1. Em Deus e os Homens, Voltaire, que, segundo Eduardo Guerreiro Losso, professor de Teoria da Literatura na UFRRJ, meu amigo e, agora, doutor Jimmy, chuta e xinga como um inverso-polar do time de seus "escolhidos" filósofos-teólogos, mas de quem eu gosto muito, quero dizer, tanto de Voltaire, o chutado, quanto de Jimmy, o chutador, Voltaire dizia, então, que a Europa andava a tomar a China como um país "ateu"...
2. Ora, talvez nunca tenha havido uma nação, uma tribo, um povo, ateu. O talvez, aí, não está a pôr em dúvida a questão - está apenas a dizer que nosso conhecimento histórico começa muito tarde: não sabemos se no período que ainda não conseguimos cobrir tenha havido uma nação ateia. Todos os povos, culturas e nações que conhecemos, nenhum, nenhuma, foi. Logo, para o período histórico documentado, é válido dizer: nunca houve povo ateu.
3. Mas o europeu "culto" - isto é, o europeu cristão - daquele século (XVIII), julgou tratar-se de uma nação ateia. Voltaire desanca a tese. Óbvio.
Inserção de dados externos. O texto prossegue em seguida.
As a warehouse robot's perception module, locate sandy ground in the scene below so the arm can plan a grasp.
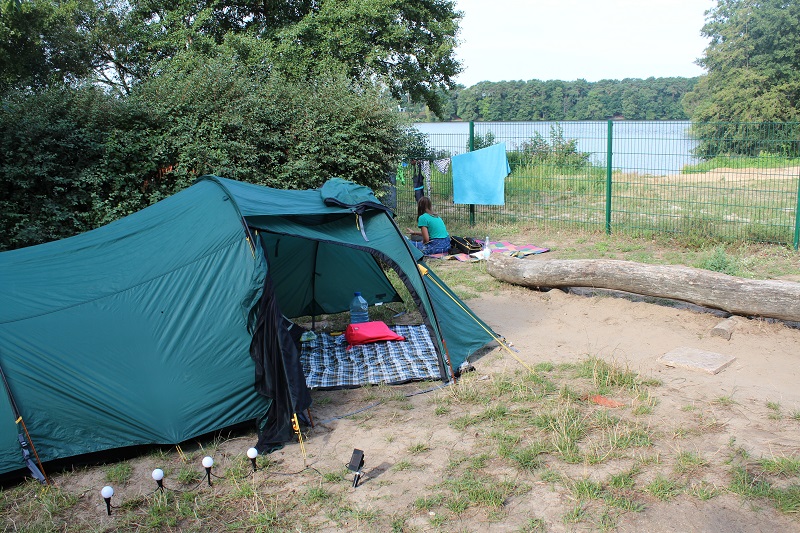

4. É que o confucionismo, religião de Estado, não é uma religião parecida com a cristã - muito pelo contrário. Ainda que o Cristianismo seja, à época de Voltaire, uma religião de Estado, seja católica, seja protestante, há um fosso enorme entre as duas religiões.
5. Se o teólogo cristão mede o conceito de religião por si mesmo, há de verificar que falta ao Conficionismo diversos elementos da religião cristã - e isso explica por que os religiosos da época, então, consideravam que não havia religião na China e, não havendo, não havia fé nem Deus e, não havendo, era ateu aquele Estado e ateu aquele povo...
6. Mas nada mais equivocado.
7. O Confucionismo precisa ser compreendido, em termos de sua auto-imagem, como a sobreposição e identificação entre Estado e "divindade" ou, entre Estado e "transcendência". Um cristão vive em peregrinação - está a caminho do "céu". A terra em que ele vive, a casa em que mora, o Estado sob o qual se protege, é, tudo, provisório, passageiro, sem valor... Para o confucionista, não: o sentido de sua vida é o lugar que lhe cabe no Estado. O Estado é, para todos os fins, a fonte de sentido de sua existência e o destino de sentido de sua vida.
8. Uma religião de ética, na qual o Estado encarna o transcendente. Em certo sentido, não é muito diferente das sociedades antigas, do Oriente Próximo, por exemplo e, até, da religião judaica, se tivermos boa vontade e preservarmos as devidas proporções.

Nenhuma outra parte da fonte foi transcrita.